Os pescadores que Marcos nos apresenta escutam a chamada de Jesus e logo o seguiram. A prontidão na resposta põe em evidência a força persuasiva de quem convida e a sintonia de quem escuta, sintonia que se irá afinando ao longo do tempo de convivência e da relação pessoal, da vida em grupo e da superação de quezílias, da partilha de experiências missionárias, de aprendizagem com Jesus a orar a Deus, nosso Pai, de o seguir para onde quer que vá.
E os pescadores do mar da Galieia fazem-se “pescadores” de pessoas, prontos a deixar o circuito estreito das suas rotinas e a embarcar na novidade de Deus, sempre surpreendente na história humana. Hoje, a leitura narra o primeiro episódio desta feliz aventura.
“Pescadores de pessoas” indica a mudança de sentido que a proposta de Jesus lhes faz: O mar será o mundo por onde avança o barco da missão; as redes da captura e o saco de armazenamento abrem-se à força persuasiva do testemunho e da palavra, ao apelo à aceitação, ao amor ao Evangelho e à liberdade enriquecida pela verdade; a brisa e a ondelução das marés cedem lugar ao sopro do Espírito e ao impulso missionário. E eles partem, percorrem os caminhos da história e chegam até nós. Agora é a nossa vez!
“O anúncio cristão, escreve Manicardi, Comentário à Liturgia, p. 93, proclama que Deus, em Jesus Cristo, procura alcançar o homem no seu quotidiano, afirma o primado da iniciativa e da misericórdia de Deus, mas comporta também o pedido das exigências do Reino: conversão e fé. Portanto: mudança de vida, coragem para reconhecer que o caminho que se está a percorrer é errado e voltar, inverter o sentido da marcha; a seguir, fé, adesão a Jesus Cristo, como Senhor da própria vida, da Igreja e da história”.

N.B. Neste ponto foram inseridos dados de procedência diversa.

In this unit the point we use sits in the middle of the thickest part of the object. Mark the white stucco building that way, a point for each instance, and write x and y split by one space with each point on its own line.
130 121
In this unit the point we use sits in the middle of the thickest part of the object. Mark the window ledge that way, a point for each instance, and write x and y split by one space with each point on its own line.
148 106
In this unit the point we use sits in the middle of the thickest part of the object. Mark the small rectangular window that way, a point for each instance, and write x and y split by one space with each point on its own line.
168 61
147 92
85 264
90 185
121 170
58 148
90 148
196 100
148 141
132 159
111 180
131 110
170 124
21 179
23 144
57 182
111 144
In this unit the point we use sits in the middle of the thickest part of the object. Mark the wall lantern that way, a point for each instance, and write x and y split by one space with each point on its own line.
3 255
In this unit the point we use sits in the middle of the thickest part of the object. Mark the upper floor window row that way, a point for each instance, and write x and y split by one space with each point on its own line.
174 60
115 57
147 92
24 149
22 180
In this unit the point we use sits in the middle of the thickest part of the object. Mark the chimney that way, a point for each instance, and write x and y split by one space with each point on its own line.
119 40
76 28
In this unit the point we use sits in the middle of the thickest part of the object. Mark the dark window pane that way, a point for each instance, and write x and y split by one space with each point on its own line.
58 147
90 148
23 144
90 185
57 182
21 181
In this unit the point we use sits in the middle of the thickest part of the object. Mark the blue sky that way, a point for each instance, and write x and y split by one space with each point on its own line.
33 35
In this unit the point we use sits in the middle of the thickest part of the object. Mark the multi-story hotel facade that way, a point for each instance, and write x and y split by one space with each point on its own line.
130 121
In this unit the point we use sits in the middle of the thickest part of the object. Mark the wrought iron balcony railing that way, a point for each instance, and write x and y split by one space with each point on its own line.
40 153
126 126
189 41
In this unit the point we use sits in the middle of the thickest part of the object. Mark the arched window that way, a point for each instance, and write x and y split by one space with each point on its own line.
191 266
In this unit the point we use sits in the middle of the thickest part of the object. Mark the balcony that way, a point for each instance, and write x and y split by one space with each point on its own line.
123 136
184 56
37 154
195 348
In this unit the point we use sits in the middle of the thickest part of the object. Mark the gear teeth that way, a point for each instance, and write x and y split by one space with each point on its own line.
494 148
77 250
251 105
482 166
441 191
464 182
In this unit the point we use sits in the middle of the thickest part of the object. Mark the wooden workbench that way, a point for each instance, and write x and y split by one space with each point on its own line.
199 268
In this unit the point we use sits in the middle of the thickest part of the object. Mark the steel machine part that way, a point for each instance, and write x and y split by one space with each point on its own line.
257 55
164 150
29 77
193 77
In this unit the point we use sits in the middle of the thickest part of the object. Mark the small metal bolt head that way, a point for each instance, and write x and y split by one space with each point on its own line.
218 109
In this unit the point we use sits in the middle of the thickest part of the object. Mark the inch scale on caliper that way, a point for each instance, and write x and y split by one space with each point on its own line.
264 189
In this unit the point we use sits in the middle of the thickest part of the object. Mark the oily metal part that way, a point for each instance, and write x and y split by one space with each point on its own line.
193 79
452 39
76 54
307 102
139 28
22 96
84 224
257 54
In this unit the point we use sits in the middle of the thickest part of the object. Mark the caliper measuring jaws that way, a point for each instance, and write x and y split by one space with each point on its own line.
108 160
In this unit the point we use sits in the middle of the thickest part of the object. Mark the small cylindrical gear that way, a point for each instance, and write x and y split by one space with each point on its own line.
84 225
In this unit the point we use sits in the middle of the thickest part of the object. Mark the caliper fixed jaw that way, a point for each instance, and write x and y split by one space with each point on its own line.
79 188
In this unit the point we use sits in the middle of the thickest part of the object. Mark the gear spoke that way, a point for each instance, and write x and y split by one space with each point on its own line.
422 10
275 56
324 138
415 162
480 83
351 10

Os pescadores tém nome, família e profissão: Simão e André, Tiago e João, irmãos respectivamente, Sendo Zebedeu o pai dos últimos. Jesus está nas margens do mar e, como é normal, vai sonhando o futuro, talvez mesmo estabelecendo contornos ao seu projecto. Vive intensamente aquela hora, intensidade expressa no olhar e no apelo/convite ao seguimento. “Vinde comigo e farei de vós pescadores de homens”. Marcos, o autor do relato, anota a prontidão da resposta dos chamados. Jesus necessita de pessoas concretas, prontas para o trabalho missionário, dispostas a ariscar na aventura confiante. Também de mim. Também de ti.
Esta prontidão manifesta que a boa nova estava já no coração e faz nascer os desejos, apreciar as capacidades e dispor-se a ser companheiro de outros, s querer chegar a todas as suas galileias, sem medo. Estava já presente, mas vai desabrochar, crescer e amadurecer na escola apostólica do Mestre e no bom desempenho do mandato recebido.
“A missão que Jesus anuncia é apaixonante e libertadora, exige dedicação plena, entrega, liberdade, capacidade de compaixão e misericórdia”, afirma Miguel Mangas, na reflexão para este domingo. Homilética, 2018/1 p. 38. Para ser exclusiva, esta exigência comporta uma outra, a de nada antepor a Jesus e ao seu Evangelho. E Marcos visualiza esta opção radical no exemplo dos novos discípulos. E o Papa Francisco não cessa de o proclamar, bem como muitos outros rostos de misericórdia. Jesus chama. Também nós, vamos dar-lhe uma resposta pronta e generosa.